Event to raise funds for memorial scholarship

After well-known area resident Phillip Townsend died from injuries sustained in a July 27, 2005, motorcycle accident on Route 113, about 700 people attended his memorial services, his wife Deborah Townsend said.
Special to the Coastal Point • SUBMITTED: Phillip Townsend (second from right) surrounded by some of his loved ones — from left, his son, Stuart; wife, Deborah; mother, Mabel Bender; daughter, Nadine. In the front is his granddaughter, Alleigh.Special to the Coastal Point • SUBMITTED:
Phillip Townsend (second from right) surrounded by some of his loved ones — from left, his son, Stuart; wife, Deborah; mother, Mabel Bender; daughter, Nadine. In the front is his granddaughter, Alleigh.

She now hopes that a fundraiser set up to raise money for a merit scholarship in Phillip Townsend’s name receives similar support from the community. A portion of the proceeds from the April 29 event will benefit a local student studying criminal justice in college.

“I thought that a scholarship would honor and carry on his name,” said Deborah Townsend, whose late husband worked at the Delaware Department of Corrections for 30 years. Phillip Townsend was the third-in-command and the security superintendent at the Sussex Correctional Institute at the time of his death.

The first annual fundraiser to benefit the Maj. Phillip J. Townsend scholarship will be held from 7 p.m. to midnight on April 29 at the Millville Fire Hall on Atlantic Avenue. Tickets cost $25 at the event or $20 in advance. (Call Deborah Townsend at 539-5080, Nadine Townsend at (302) 245-2664 or Sue Dick at 539-5733 to order tickets in advance.)

Although the details were not yet worked out at Coastal Point press time, there will be live music and food, including pulled pork, string beans and coleslaw at the event. Beer and soda will also be served at the April 29 fundraiser.

Deborah Townsend said that all of the food for the event was donated by local restaurants. Local organizations and businesses have also donated items for auctions on the night of the event, the proceeds from which will benefit the scholarship fund. Deborah Townsend said that she had only expected proceeds from the fundraiser to reach about $2,000 but expects much more to be raised now, because of the amount of interest she has already received from the community.

“Everybody I talk to about it is donating like crazy,” Deborah Townsend said. “It’s very possible that 500 people might show up.”

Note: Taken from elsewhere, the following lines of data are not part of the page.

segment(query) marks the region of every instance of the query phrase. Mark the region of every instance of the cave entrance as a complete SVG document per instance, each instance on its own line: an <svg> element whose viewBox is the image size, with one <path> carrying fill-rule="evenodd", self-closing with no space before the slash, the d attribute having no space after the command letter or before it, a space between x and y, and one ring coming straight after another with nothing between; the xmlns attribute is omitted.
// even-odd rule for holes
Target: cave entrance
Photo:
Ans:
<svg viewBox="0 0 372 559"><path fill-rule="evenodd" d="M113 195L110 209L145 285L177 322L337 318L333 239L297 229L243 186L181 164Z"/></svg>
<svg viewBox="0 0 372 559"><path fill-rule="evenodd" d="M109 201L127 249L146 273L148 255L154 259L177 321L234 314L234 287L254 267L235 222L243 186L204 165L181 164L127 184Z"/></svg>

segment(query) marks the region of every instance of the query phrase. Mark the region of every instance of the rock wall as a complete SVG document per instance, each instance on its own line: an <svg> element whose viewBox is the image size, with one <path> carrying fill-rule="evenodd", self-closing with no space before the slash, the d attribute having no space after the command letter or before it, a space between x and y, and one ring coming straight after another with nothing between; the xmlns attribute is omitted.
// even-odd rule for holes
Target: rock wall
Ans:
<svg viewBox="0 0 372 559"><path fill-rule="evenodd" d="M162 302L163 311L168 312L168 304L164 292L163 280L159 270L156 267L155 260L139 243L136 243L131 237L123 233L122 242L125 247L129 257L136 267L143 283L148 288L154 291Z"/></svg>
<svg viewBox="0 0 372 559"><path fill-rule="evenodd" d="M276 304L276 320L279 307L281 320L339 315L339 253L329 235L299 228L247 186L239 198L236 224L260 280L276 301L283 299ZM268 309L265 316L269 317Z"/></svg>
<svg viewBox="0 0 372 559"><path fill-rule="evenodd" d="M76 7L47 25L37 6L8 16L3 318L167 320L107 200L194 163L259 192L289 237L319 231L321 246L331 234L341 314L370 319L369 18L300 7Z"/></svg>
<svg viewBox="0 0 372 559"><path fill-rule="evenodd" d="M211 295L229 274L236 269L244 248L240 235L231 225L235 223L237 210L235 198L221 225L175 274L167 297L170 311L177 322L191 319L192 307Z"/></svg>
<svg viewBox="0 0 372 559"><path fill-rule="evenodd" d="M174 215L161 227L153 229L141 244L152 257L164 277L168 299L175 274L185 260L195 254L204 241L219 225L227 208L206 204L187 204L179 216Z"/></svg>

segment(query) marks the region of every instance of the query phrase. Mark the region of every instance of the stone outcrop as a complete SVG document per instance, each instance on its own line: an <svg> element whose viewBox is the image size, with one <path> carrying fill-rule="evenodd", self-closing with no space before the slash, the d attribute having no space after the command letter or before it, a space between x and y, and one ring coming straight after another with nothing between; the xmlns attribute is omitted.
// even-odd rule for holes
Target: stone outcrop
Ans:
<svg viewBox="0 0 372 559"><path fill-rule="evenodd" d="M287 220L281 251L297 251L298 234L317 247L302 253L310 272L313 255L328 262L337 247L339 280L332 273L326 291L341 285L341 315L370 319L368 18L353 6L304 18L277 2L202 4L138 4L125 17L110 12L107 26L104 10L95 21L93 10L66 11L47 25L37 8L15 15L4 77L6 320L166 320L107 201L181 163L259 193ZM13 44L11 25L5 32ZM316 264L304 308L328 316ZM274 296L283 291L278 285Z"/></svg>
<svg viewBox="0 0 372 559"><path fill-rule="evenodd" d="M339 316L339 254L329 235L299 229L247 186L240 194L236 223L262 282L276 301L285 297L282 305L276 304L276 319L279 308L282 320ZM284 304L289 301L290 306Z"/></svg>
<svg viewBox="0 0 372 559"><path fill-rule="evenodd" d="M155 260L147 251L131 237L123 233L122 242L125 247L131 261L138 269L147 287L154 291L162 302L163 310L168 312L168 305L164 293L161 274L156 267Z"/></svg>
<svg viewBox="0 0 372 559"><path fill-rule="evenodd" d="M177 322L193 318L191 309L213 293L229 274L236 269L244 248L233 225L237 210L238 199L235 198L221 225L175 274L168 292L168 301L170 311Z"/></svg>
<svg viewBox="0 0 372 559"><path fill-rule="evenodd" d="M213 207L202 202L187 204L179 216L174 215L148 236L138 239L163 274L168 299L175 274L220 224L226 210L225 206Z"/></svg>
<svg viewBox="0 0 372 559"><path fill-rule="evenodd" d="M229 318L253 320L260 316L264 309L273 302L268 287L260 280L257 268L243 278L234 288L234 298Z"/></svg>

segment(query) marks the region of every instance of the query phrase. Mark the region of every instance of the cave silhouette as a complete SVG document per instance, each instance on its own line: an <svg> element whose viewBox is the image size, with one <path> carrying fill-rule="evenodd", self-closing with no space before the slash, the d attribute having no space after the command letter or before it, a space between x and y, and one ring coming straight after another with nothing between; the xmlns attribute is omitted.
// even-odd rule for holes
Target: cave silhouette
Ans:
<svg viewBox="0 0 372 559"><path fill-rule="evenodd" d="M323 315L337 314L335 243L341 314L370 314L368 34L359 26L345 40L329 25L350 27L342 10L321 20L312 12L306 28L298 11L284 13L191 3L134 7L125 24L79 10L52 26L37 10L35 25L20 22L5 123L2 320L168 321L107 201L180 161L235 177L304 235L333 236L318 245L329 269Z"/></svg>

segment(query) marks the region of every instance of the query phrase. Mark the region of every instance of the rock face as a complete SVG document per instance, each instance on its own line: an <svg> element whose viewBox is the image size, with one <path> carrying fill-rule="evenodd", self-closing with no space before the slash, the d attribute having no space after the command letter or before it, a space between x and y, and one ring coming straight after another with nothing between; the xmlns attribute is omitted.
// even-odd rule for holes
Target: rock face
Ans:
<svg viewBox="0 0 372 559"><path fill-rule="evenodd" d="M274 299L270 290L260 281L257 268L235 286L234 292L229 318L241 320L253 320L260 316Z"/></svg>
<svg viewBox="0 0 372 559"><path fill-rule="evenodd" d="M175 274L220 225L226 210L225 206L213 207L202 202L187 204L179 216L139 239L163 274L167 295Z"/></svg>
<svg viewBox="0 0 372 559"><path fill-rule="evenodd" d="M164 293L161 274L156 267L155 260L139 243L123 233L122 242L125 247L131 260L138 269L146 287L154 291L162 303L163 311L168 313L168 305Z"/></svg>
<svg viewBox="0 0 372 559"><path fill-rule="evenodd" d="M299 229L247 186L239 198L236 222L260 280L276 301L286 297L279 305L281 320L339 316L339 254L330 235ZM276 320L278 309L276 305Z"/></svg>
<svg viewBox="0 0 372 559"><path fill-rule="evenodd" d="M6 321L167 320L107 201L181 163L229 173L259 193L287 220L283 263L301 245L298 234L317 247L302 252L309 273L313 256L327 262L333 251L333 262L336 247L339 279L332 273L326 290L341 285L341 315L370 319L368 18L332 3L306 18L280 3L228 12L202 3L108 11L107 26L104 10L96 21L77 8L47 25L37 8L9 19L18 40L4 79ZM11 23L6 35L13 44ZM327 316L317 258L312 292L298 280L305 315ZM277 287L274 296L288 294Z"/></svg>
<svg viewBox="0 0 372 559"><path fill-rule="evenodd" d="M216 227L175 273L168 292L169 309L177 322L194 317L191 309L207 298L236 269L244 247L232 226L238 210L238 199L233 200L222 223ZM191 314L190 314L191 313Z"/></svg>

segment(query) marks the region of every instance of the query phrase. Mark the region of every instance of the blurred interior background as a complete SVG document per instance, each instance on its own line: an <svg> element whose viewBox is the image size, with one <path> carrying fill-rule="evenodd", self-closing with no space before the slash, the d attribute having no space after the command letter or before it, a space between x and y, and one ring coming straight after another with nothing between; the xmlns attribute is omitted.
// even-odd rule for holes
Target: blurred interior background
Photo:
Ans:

Phillip Townsend — 56, and a firearms enthusiast who was also a veteran on his motorcycle — was pronounced dead at the scene of the July 27 accident. About 4 p.m. on that Wednesday, Phillip Townsend was traveling southbound on Route 113 on his 2001 Honda Helix, approaching Sheep Pen Road. A man in a Chevrolet pickup attempting to cross Route 113 apparently didn’t see Townsend and the front of the truck collided with the left side of the motorcycle. Townsend was ejected from his motorcycle and landed in a nearby field, where he was later pronounced dead.

At the time of his death, he was a member of the Delaware National Guard, a Mason at the Delaware Masonic Lodge in Dagsboro and an award-winning member of the Department of Corrections’ pistol team.

Phillip Townsend was a father to six, a grandfather to three, a brother, a son and a husband at the time of the accident.

“Sometimes when a family grieves a death, you look at your own mortality,” Deborah Townsend said. “If you died, what do you stand for? I just think it’s important to carry on his name.”